Foreign funds fear geopolitics could damage Chinese yuan and markets: Mike Dolan

The long-held view of many investors that China’s currency and markets will one day be central to global finance to match the world’s second-largest economy looks at best worn out after the horrific 2021 and geopolitical earthquake in China. February.

The COVID pandemic has been accompanied by so many left-wing upheavals that continue to be enthusiastic in China during draconian growth-retarding activities that asset managers are forced to reconsider and reconsider their long-term beliefs.

The main debate between foreign funds about China is to what extent the recent investment crisis is cyclical, related to COVID and simply a temporary reset of political priorities – or how it completely destroys the vision.

And for an increasing number of spending units, Russia’s invasion of Ukraine and the dramatic Western financial sanctions that have followed have indeed completely changed the calculations.

Less than three weeks after the Olympic summit of Vladimir Putin and Xi Jinping strengthened an alliance opposed to Western powers in the pursuit of a new world order, the invasion disrupted geopolitics and Beijing refused to condemn the attack on Ukraine or sever ties with Moscow.

The risk of sanctions, whether hypothetical about China’s future military activities or ties to Russian economic entities, has increased for investors.

And all this in addition to China’s 2021 general prosperity campaign, which has suffered a series of repressions over fundraising and profits in its digital, commodity and education sectors.

The collapse of China’s real estate sector and the resulting debt restructuring have only heightened the pressure. Now, “zero” quarantine measures in Shanghai and elsewhere over the past month have led to China’s growth forecast for 2022 being lowered to 4% and below.

As foreign investors have struggled to exit over the past two months, the painful low performance of Chinese stocks has recovered with renewed vigor for most of the past five years, with its core indexes 20-30% lower since 2017.

Moreover, the evaporation of China’s significant margins on US Treasury bond yields – largely due to the Fed’s response to the recent energy price shock – has also led to a flight of investors when the fixed-income market also took over.

And to end the trio, the sudden fall of the offshore yuan against the dollar in April by more than 4% – the largest monthly shift in 12 years – was probably the result of this outflow of capital and largely not diminished by the authorities. .

“In my opinion, this is just the beginning,” said Yves Bonzon, chief investment officer of Swiss asset management manager Julius Baer, ​​adding that the yuan could weaken another 5% fairly quickly.

Graph: Chinese yuan and premium profitability –

Schedule: Foreign funds seize Chinese bonds –

Graph: Chinese stocks show low for 5 years –


In addition to this tactical call from the market, Mr.

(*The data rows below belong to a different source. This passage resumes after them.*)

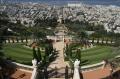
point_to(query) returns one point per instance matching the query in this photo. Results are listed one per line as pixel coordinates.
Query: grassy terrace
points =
(21, 54)
(98, 53)
(18, 52)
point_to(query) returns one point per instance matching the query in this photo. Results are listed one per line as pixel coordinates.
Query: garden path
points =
(59, 61)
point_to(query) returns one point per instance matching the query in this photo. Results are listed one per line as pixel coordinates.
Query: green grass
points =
(98, 54)
(21, 54)
(18, 52)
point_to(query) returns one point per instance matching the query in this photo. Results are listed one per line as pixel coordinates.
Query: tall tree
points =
(39, 54)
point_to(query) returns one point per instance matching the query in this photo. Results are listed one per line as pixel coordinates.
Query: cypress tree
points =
(39, 54)
(78, 54)
(34, 54)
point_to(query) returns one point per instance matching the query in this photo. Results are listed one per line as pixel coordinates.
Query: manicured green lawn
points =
(98, 53)
(21, 54)
(18, 52)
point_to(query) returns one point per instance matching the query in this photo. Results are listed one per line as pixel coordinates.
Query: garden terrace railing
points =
(22, 66)
(45, 73)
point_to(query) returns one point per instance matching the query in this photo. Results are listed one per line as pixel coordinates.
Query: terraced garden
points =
(21, 54)
(18, 53)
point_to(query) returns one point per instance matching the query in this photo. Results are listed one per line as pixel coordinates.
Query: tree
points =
(78, 54)
(39, 54)
(34, 54)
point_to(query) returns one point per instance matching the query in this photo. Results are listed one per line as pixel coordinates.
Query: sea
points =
(62, 2)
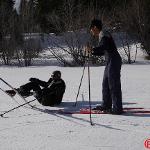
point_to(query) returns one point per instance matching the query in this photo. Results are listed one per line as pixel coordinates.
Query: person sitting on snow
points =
(48, 93)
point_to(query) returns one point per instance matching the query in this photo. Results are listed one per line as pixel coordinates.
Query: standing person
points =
(111, 86)
(47, 93)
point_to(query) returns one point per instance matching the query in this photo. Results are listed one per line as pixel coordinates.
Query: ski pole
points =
(80, 84)
(89, 90)
(16, 107)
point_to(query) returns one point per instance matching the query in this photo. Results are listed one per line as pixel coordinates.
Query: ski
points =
(16, 107)
(15, 91)
(132, 110)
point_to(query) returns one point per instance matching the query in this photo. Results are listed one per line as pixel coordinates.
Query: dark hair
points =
(97, 23)
(57, 74)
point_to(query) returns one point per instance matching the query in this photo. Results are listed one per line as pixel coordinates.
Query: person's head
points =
(56, 75)
(96, 27)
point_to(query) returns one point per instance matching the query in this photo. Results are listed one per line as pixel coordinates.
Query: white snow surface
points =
(40, 129)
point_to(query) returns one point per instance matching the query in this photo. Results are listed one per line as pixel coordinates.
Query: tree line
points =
(51, 16)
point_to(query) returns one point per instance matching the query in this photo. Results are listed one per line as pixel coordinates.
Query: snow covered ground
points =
(39, 129)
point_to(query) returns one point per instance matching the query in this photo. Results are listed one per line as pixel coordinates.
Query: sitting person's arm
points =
(39, 82)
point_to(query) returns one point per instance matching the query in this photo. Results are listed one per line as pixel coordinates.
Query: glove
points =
(33, 79)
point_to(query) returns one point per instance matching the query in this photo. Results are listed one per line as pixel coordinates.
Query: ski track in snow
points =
(30, 129)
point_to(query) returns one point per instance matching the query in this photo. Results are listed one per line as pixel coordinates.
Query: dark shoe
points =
(24, 93)
(10, 92)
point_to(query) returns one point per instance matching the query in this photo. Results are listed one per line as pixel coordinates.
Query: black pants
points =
(44, 96)
(112, 95)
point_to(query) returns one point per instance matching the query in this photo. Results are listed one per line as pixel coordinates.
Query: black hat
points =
(97, 23)
(56, 74)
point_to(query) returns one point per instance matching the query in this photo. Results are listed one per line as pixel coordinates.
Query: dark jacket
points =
(53, 91)
(107, 47)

Bonzon is one of those who believes that the world has changed and that the invasion of Ukraine means that it is important to consider geopolitics in cross-border investment, for the first time since the fall of the Berlin Wall 40 years ago.

The February invasion was “one of the two most important moments in my career,” he said.

In practice, Julius Baer’s first change in his long-term strategic asset allocation was the complete withdrawal of Chinese stocks as a separate “core” investment – reducing Chinese direct investment in stocks to zero and integrating this risk into broader Asian benchmarks.

China may not be “non-investment”, but from now on it will be only on a tactical or thematic basis.

“Investor capital risks not only being reduced due to the tightening of Chinese government regulation, but also depreciating due to Western sanctions if diplomatic relations deteriorate.”

This view may not yet be unanimous.

Other asset managers believe that this will also happen, and that policies, markets and investment theses may change very quickly.

Matt Quaif, Fidelity’s chief asset manager for many in Asia, said this week that while the next few months will be very difficult for Chinese markets, dizzying gaps between some Chinese technology companies and their Western counterparts and fears at the top may offer a mean . urgent opportunities.

But at the heart of investors’ reluctance is a growing lack of confidence in the political parameters surrounding investment in China more broadly, undermining the whole premise of the internationalization of the yuan as a future means of preserving value or a reserve currency.

PIMCO strategist Gene Frieda believes that the effects of the decision to freeze Russia’s foreign exchange reserves have actually overshadowed the use of the yuan, rather than improving it, as some have claimed in recent months.

“The risk of sanctions against China and, indeed, China’s increasingly conservative economic policies run counter to the growth of the yuan as a reserve currency,” Frieda wrote. “The lesson from Russia is that sanctions on foreign exchange reserves can be strong, effectively forcing the country to make its currency unconvertible.”

“The yuan’s share of world reserves in world reserves, although it is expected to grow, is likely to be limited to single-digit averages.”

Graph: real effective exchange rates –

Graph: Yuan share in world foreign exchange reserves –

The author is the editor-in-chief of financial and market affairs at Reuters News. All the opinions expressed here are his own.